Accordingly the Application is denied, but to avoid needless procedural steps in that regard this Court grants Garza leave to proceed (thus treating the Petition as currently filed). Garza is instead ordered to pay the $ 5 filing fee on or before June 19, 1998.
Now to the merits. Enacted on April 24, 1996 as part of the Antiterrorism and Effective Death Penalty Act, Section 2244(d)(1) has set a one-year limitation period for federal habeas challenges to state convictions, measured from the latest of four dates. In Garza's case the clearly applicable starting point is "the date on which the judgment became final by the conclusion of direct review..." (Section 2244(d)(1)(A)). That time period is extended by tolling, however, during the pendency of "a properly filed application for State post-conviction or other collateral review..." (Section 2244(d)(2)).
To avoid the possible constitutional infirmity of applying the Section 2244(d)(1) limitations to old convictions--for as to such convictions a literal application of the statute would cut off any habeas petition at all retrospectively-- our Court of Appeals announced in Lindh v. Murphy, 96 F.3d 856, 865-66 (7th Cir. 1996)(en banc) that any petition filed on or before April 23, 1997 would be timely. Although another aspect of Lindh was reversed by the Supreme Court (117 S. Ct. 2059, 138 L. Ed. 2d 481 (1997)), the Seventh Circuit's ruling as to timeliness remains valid.
Here Garza's Petition P2 reflects a conviction date of January 31, 1994 and a sentencing date of March 21, 1994. Petition P9(a) through (c) say correctly that the Illinois Appellate Court affirmed the conviction on December 13, 1995 (that opinion is reported at 276 Ill.

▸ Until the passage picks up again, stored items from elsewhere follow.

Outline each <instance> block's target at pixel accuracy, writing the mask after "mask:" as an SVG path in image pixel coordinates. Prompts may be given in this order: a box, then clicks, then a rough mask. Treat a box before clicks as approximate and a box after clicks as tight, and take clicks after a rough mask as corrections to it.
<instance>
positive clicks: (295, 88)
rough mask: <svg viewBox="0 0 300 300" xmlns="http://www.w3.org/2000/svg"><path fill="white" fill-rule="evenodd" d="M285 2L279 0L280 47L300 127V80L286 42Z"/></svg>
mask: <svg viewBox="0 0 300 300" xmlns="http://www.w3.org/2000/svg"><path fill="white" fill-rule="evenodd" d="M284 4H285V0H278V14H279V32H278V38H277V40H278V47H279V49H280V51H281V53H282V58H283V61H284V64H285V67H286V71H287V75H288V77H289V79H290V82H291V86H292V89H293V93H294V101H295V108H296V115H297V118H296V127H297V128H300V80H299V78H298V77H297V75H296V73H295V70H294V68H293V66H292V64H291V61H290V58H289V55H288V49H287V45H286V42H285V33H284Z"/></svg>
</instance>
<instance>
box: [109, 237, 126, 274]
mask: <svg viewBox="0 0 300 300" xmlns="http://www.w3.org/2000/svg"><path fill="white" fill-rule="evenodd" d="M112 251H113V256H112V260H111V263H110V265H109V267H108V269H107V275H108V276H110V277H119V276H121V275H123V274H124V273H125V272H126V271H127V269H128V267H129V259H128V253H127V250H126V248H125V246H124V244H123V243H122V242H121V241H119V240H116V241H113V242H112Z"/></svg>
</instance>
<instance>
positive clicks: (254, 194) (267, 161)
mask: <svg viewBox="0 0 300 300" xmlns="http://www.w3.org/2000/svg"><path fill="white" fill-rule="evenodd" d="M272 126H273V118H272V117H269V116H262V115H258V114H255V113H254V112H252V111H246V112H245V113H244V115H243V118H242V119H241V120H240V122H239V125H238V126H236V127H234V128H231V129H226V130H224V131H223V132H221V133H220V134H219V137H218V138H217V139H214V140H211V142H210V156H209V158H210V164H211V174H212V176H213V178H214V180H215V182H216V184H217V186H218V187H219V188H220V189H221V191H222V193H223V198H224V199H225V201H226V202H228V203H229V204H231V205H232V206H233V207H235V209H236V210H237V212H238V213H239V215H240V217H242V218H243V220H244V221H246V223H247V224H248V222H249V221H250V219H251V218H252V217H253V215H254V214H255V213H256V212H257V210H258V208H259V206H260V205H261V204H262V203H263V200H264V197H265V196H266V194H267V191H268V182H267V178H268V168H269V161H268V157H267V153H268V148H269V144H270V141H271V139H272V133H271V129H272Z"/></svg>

App. 3d 659, 658 N.E.2d 1355, 213 Ill. Dec. 334 (1st Dist. 1995)). Although Petition P9(c) does not disclose the date when the Illinois Supreme Court denied leave to appeal, the court record discloses that such denial (reported in table at 166 Ill. 2d 545, 664 N.E.2d 644 (1996)) took place on April 3, 1996.
By the literal terms of Section 2244(d)(1)(A) looked at alone, then, Garza's limitation period would otherwise have ended on April 3, 1997 (one year after the Illinois Supreme Court acted), which date Lindh extended to April 23, 1997. As for the potential extension of the latter date under the tolling provision of Section 2244(d)(2), Petition P11 does not give the filing date of Garza's post-conviction proceeding in the Circuit Court of Cook County, but it does list September 26, 1996 as the date of denial. At most, then, the tolling period would add 5 months and 23 days (April 3, 1996 to September 26, 1996) to the limitations period.
That then means that the outside date for Garza's federal habeas filing could have been no later than October 16, 1997 (5 months and 23 days after April 23, 1997). And that being so, Garza's April 13, 1998 filing in the Central District of Illinois was simply too late to qualify for consideration. In the words of Rule 4 of the Rules Governing Section 2254 Cases in the United States District Courts, "it plainly appears from the face of the petition...that the petitioner is not entitled to relief in the district court." Under that same Rule, summary dismissal is in order, and this Court therefore orders both the Petition and this action dismissed.